Root cause analysis (RCA) is a method of problem solving that seeks to identify the root causes of faults and a method for addressing them. A root cause is a cause that once removed, prevents the unsatisfactory component from being reproduced. Root cause analysis addresses questions such as “Why is the product nonconforming in the first place and how do we avoid having more of it in the future?”
Manufactured parts and assemblies can fail due to a defect in a single component or the integration of multiple components in an assembly or finished product. During root cause analysis all aspects must be considered including raw materials, processing conditions, environmental conditions, etc.
There are many root cause analysis techniques but some of the more common techniques in manufacturing operations may involve the five whys or fishbone diagrams or some combination of the two.
The “five whys” is a technique that explores the cause and effect relationship for a specific quality issue. This technique involves asking why until the chain of events leading to the defect is understood. Because not all problems have a single root cause, this process may even reveal additional root causes that need examination.

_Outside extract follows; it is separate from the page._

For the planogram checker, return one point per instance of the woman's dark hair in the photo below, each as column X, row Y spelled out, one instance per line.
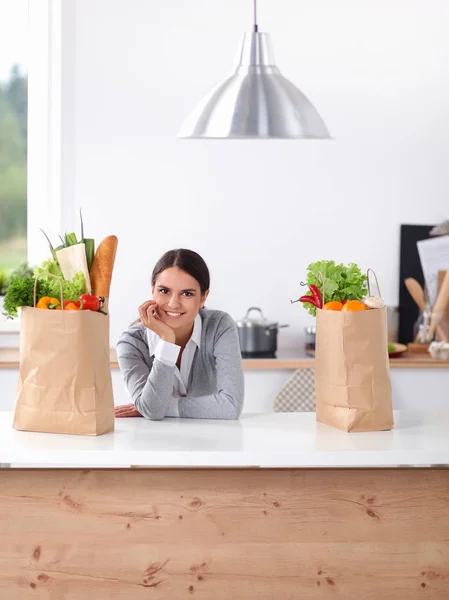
column 187, row 260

Fishbone diagrams, also known as Ishikawa diagrams, are diagrams that show the causes of a specific quality defect. These causes are grouped into major categories such as personnel, machines, materials, methods, measurements and environment as seen below, and can reveal key relationships between these factors and quality issues.
No matter which root cause analysis method is chosen, the goal is to find the problem and implement a permanent corrective action. Root cause analysis and continual improvement are very important in a successful manufacturing quality management system.